Iranian authorities have ordered Internet service providers to block access to Telegram, a popular messaging app used by an estimated 40 million Iranians, state TV reported Monday.
It said the Tehran prosecutor ordered that both mobile and desktop versions be blocked in a way that would not allow users to bypass the restrictions using a virtual private network (VPN).
The app was still working late Monday. There was no immediate comment from Telegram.
Last month the head of the parliamentary committee on national security and foreign policy, Alaeddin Boroujerdi, said Iran would block Telegram for reasons of national security. Since then, many government-affiliated users have switched to local alternatives.

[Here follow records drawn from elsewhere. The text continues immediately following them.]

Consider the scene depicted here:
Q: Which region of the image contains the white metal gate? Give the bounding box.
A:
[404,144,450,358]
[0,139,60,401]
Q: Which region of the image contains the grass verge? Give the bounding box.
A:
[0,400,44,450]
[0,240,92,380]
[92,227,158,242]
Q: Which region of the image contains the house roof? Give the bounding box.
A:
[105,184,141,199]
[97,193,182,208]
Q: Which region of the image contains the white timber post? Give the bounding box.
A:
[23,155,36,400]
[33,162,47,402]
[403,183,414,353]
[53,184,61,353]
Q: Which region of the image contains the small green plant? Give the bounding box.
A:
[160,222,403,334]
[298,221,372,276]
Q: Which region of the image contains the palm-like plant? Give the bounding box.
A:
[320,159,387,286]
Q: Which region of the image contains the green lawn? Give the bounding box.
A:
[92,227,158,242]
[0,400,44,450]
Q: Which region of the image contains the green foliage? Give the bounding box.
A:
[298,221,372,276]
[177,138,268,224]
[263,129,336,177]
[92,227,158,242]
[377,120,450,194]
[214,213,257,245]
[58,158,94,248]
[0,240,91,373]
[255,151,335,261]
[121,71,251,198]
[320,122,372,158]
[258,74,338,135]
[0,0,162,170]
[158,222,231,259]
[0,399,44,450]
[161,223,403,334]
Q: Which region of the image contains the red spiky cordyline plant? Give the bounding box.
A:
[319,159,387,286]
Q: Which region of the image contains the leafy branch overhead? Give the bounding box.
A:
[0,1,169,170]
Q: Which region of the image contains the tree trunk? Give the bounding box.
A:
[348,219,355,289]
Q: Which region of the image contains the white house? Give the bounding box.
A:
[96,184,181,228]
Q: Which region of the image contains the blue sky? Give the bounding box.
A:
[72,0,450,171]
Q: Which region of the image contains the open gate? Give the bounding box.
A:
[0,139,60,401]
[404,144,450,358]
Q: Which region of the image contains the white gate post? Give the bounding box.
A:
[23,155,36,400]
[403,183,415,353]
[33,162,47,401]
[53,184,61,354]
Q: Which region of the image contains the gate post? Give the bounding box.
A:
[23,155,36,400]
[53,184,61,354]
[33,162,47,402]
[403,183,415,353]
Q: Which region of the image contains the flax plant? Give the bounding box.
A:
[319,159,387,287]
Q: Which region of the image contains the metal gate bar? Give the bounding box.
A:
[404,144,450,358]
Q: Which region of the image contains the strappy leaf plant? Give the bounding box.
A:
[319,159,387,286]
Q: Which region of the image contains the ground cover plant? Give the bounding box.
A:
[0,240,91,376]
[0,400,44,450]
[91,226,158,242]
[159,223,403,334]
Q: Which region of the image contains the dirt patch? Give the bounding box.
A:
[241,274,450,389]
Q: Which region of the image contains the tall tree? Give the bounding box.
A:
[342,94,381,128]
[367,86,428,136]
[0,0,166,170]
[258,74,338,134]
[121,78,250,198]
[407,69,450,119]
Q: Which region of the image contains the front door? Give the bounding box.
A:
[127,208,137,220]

The app, which is billed as an encrypted messaging service, was used by organisers of anti-government protests in December and January. Some 25 people were killed and 5,000 arrested during the demonstrations, which were the largest since those that followed the disputed 2009 election.
The app was temporarily shut down during the protests, but some users continued to access it through proxies and VPN services.
Iran blocks social media websites like Facebook and Twitter, and censors others. While top officials have unfettered access to social media, Iran’s youth and tech-savvy citizens use proxy servers or other workarounds to bypass the controls.
Iranian authorities say Telegram has been used to spread lies and incite public opinion, and that it has also been used by terrorists and pornographers.
The government has said Telegram and other foreign messaging apps can obtain licenses to operate if they transfer their databases into the country. Privacy experts worry that could more easily expose users’ private communications to government spying.